Кухня располагалась на прежнем месте. На столе были видны следы недавнего чаепития – неубранные чашки, небрежно накрытые полотенцем лакомства. Зато самовар ещё не остыл. Александр сам сгрёб всё лишнее со скатерти, налил чаю в чистую посуду.

– А где Таша?

– Они с Парашей увели детей отдыхать после обеда. Возможно, позже она освободится. Так ты ко мне или к ней?

– Я к вам обоим. – Митя помялся, потянулся за пирожком. Заготовленные слова вылетели у него из головы.

– А как же деловое предложение?

– Точно. Давай с этого и начнём. Саша, тебе нужно переезжать в Томск. Этим сезоном будешь руководить ты.

Пушкин аж выронил из руки ложечку.

– А ты?

– А я на днях подпишу передачу своей доли в компании тебе. Двадцать лет мои истекают.

– Двадцать лет? Какие двадцать лет? – не сразу понял Александр. Потом догадался и помрачнел. Посидел с минуту молча. Затем сказал: – Прости, Митя, я радоваться за тебя должен. Уедешь?

– Уеду. В июле. Вам оставляю дом и сад. Всё оставляю. Мы с Лизой так решили. Тебе всё равно в город пора перебираться – Сашке двенадцать лет, Гришке скоро одиннадцать. Мальчишкам учиться надо, а ты в деревне их держишь. И гувернёров у тебя нет, одна Прасковья на всех.

– Таша сама занимается…

– Ну вот и освободишь Натали. Ей и малышей хватит. К осени, Бог даст, и Машу в женскую гимназию отдадите. И тебе из города дела вести сподручнее будет.

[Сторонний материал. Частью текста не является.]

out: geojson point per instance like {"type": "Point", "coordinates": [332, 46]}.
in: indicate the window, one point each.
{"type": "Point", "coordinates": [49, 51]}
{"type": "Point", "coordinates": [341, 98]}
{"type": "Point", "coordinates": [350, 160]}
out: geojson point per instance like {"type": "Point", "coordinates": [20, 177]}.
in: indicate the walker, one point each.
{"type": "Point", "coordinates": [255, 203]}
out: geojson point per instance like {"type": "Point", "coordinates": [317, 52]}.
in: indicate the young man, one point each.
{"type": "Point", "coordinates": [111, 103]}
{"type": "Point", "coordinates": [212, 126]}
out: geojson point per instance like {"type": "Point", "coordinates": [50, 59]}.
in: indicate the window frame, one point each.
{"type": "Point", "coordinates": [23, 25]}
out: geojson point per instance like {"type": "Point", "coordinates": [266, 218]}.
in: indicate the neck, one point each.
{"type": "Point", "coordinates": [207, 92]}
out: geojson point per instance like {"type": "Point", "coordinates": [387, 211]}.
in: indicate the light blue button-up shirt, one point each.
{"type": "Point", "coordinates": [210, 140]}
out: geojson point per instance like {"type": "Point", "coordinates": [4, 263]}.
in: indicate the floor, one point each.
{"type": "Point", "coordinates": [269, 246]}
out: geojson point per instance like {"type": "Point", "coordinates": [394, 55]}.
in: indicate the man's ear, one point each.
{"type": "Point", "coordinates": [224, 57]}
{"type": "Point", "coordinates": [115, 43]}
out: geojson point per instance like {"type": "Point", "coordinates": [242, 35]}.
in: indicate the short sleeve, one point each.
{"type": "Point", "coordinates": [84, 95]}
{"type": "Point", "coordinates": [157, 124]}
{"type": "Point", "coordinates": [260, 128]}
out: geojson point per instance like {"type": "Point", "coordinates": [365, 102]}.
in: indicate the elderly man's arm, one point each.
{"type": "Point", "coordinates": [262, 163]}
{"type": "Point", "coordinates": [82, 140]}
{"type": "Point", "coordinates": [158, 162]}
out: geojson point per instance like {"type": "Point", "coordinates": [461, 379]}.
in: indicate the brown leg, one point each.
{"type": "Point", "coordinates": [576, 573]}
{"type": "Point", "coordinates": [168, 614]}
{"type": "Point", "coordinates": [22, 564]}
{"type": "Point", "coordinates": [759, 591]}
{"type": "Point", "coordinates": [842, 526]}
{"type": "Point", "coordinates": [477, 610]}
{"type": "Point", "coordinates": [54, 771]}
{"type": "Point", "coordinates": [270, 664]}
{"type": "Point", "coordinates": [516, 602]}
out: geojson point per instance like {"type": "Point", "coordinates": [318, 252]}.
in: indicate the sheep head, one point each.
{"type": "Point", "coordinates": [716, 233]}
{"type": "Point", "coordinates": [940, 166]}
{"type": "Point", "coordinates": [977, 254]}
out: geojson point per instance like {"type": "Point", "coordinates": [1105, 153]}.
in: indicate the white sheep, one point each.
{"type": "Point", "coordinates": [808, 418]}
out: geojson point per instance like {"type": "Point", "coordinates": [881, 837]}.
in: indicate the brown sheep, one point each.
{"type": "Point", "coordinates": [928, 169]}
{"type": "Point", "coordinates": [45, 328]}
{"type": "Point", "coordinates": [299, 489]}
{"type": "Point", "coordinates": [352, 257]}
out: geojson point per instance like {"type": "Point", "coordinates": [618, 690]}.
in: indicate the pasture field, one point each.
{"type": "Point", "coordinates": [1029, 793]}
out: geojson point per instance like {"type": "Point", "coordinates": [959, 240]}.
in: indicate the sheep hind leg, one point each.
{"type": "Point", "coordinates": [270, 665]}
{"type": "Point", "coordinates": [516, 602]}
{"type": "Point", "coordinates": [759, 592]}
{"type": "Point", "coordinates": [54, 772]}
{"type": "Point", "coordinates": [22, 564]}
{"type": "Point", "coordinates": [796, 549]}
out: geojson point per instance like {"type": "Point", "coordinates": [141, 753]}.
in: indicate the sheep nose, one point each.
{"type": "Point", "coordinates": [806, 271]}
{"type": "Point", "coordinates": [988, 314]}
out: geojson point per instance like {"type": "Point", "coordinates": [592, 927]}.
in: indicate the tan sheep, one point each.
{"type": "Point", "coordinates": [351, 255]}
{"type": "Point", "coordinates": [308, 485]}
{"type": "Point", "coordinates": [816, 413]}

Пушкин задумчиво пожевал губу.

– Федот знает?

– Нет, я тебе первому.

– Надо с ним это всё решать. Возможно, он захочет часть доли у тебя выкупить. Соглашайся, тебе деньги в России понадобятся, у тебя же тоже жена и дети. И за дом я рассчитаюсь – есть кое-что в запасе. Не знаю только, что скажет Таша.

Натали, увидев брата и узнав новости, расплакалась, как девчонка.

– Я так рада за тебя! – яростно утирая слёзы, твердила она. – Встретишься со всеми, с маминькой, с отцом, с Александриной. Катя мне писала недавно, я тебе не рассказывала? – Ещё пару раз всхлипнув и немного успокоившись, Таша продолжила: – Она ждёт второго ребёнка от Петра Петровича. Ну то есть пятого. Или, если считать племянников второго мужа, то уже восьмого.

– Так, жёнка, стой, – прервал её Пушкин, – я запутался. Твоя сестра второй раз замужем? Я как-то пропустил.

Митя закивал головой:

– Да, с её первым мужем, капитаном Егором Дантесом, четыре года назад произошёл несчастный случай, слава Богу.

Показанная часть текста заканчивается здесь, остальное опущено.